Although investors are worried about the continued decline of US technology giants, Barclays strategists say strong earnings prospects mean the sector remains attractive after a recent slump.
The team led by Venu Krishna raised the year-end target of the S&P 500 index from 5,300 points to 5,600 points, citing good profit expectations for large technology companies. This forecast implies a 0.6% increase from current levels, higher than the strategist's average expected level of 5,431 points.
"Recent declines seem to be under control," Krishna wrote in the report. "Although our valuation assumptions for large technology companies are high, the price-to-earnings ratios adjusted for growth are reasonable, and we expect these stocks to live up to their valuations."
Technology stocks fell last week as investors rushed into smaller company stocks, betting that the expected rate cut by the Fed would ultimately provide a boost. The Nasdaq 100, dominated by technology stocks, had its biggest weekly decline since April. The rebound this week seems to be fragile.
The Barclays team said that the sell-off appeared to be driven by systemic or technical factors rather than fundamentals. Citigroup data showed that bullish positions on the Nasdaq 100 index fell from a three-year high. Even so, the bullish positions are still too high.

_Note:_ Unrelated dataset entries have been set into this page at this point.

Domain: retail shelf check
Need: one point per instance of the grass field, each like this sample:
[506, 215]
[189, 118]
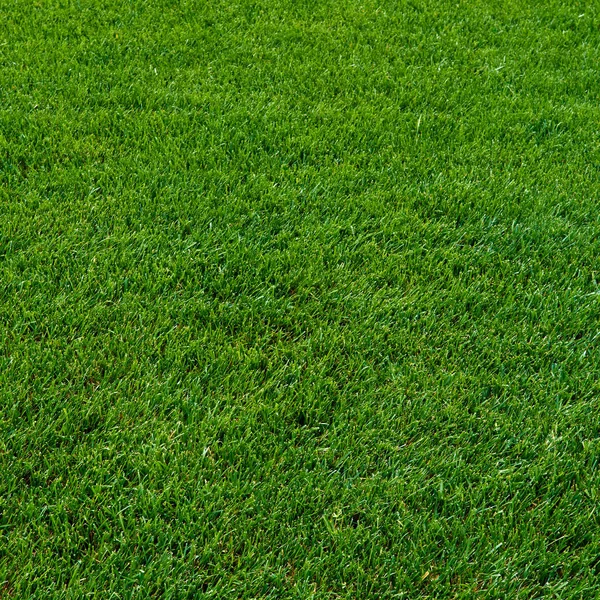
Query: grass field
[299, 299]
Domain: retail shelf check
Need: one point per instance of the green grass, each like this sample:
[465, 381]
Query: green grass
[299, 300]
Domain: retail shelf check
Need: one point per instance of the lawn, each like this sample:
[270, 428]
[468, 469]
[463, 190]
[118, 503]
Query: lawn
[299, 300]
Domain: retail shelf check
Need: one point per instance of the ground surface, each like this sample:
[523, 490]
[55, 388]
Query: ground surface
[299, 300]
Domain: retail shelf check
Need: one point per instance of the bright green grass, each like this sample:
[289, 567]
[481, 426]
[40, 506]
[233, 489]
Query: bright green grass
[299, 299]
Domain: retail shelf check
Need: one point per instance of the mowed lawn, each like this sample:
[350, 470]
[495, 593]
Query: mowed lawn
[299, 299]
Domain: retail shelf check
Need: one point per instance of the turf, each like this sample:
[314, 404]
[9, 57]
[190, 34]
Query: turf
[299, 300]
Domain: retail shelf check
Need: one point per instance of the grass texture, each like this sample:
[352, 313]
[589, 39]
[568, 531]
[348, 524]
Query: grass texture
[299, 299]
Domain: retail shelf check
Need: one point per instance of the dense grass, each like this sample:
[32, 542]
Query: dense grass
[299, 300]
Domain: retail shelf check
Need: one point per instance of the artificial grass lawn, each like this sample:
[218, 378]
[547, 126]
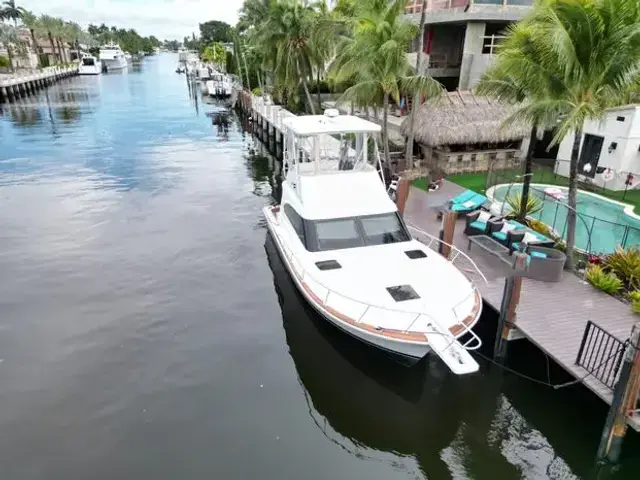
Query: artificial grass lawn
[478, 182]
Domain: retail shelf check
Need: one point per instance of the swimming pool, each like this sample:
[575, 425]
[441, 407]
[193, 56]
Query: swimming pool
[606, 219]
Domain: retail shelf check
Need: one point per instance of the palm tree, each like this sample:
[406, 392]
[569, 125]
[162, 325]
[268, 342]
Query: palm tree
[416, 99]
[287, 32]
[575, 58]
[376, 57]
[32, 23]
[11, 11]
[49, 25]
[9, 38]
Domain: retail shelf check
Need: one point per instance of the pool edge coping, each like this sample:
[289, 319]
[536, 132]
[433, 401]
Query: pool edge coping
[627, 208]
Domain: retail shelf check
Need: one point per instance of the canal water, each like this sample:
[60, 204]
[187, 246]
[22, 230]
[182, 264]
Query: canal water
[148, 328]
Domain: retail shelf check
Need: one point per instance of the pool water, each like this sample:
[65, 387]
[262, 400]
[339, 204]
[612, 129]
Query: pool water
[601, 226]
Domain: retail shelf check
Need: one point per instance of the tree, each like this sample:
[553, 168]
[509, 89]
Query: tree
[31, 22]
[215, 31]
[376, 57]
[287, 33]
[572, 59]
[9, 38]
[49, 25]
[11, 11]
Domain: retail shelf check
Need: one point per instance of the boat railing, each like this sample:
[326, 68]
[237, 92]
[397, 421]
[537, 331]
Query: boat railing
[346, 304]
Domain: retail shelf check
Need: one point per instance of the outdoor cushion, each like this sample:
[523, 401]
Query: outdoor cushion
[506, 228]
[538, 254]
[484, 217]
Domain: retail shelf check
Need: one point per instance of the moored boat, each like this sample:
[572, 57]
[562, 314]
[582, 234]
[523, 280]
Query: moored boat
[351, 255]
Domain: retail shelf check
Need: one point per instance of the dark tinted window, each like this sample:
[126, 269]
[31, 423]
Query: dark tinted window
[296, 221]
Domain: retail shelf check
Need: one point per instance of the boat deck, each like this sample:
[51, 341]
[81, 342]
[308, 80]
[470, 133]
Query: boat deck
[553, 316]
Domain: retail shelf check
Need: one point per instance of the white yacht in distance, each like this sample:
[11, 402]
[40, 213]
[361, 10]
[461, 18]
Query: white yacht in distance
[351, 255]
[89, 65]
[112, 57]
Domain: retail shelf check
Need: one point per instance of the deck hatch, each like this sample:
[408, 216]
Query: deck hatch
[401, 293]
[328, 265]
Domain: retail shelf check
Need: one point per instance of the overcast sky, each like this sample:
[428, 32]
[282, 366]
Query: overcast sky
[162, 18]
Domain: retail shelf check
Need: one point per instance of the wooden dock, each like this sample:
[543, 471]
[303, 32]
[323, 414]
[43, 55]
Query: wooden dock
[19, 85]
[553, 316]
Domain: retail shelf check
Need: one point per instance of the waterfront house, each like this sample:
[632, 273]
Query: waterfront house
[609, 152]
[461, 132]
[461, 36]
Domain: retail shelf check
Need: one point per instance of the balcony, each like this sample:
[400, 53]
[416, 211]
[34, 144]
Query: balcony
[443, 11]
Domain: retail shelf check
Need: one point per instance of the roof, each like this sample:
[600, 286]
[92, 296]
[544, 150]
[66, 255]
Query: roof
[463, 118]
[352, 194]
[315, 124]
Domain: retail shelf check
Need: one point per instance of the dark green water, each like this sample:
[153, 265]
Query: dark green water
[148, 328]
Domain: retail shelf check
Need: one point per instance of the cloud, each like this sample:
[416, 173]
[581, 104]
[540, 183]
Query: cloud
[162, 18]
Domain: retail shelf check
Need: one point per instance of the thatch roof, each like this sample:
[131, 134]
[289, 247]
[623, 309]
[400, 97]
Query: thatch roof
[462, 118]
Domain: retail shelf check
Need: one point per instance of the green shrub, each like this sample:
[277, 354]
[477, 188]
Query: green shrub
[533, 205]
[540, 227]
[626, 265]
[606, 281]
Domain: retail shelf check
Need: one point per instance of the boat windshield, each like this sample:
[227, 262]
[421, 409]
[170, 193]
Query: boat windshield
[355, 232]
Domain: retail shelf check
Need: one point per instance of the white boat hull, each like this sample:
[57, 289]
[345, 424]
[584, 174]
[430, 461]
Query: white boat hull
[412, 350]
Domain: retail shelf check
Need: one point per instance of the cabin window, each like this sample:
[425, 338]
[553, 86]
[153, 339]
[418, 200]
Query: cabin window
[382, 229]
[296, 221]
[355, 232]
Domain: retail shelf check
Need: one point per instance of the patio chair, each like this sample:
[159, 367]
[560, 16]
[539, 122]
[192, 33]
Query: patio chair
[477, 223]
[545, 264]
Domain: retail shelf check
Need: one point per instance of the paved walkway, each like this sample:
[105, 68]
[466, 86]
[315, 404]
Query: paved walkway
[551, 315]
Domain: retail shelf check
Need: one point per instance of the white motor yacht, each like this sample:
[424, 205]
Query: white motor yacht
[351, 255]
[112, 57]
[89, 65]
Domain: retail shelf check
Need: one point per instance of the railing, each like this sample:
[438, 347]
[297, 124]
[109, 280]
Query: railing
[358, 310]
[600, 354]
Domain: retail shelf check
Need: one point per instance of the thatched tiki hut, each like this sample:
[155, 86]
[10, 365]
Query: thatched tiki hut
[461, 132]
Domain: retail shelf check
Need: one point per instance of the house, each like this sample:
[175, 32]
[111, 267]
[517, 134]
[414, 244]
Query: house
[609, 150]
[461, 132]
[461, 36]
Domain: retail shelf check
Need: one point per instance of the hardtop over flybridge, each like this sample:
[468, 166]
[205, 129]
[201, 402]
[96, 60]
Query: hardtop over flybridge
[351, 255]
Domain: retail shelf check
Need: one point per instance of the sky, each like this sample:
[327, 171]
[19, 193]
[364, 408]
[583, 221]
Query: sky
[166, 19]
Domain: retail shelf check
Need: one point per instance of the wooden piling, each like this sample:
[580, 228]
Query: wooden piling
[508, 309]
[625, 396]
[402, 194]
[447, 229]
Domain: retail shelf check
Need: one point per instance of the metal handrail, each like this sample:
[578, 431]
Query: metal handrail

"Painful trading" may have a way to go, according to Barclays' Krishna, "but we believe that with the focus shifting to second-quarter earnings, this is an opportunity to reset valuations."
According to industry research compilation data, analysts expect second-quarter profits for large technology stocks - the "magnificent 7" composed of Nvidia, Apple, Amazon, Meta, Microsoft, Tesla, and Alphabet - to grow by 30%.
Although below the first quarter's 51% increase, it is still much higher than the expected increase of 9.9% for the S&P 500 index as a whole.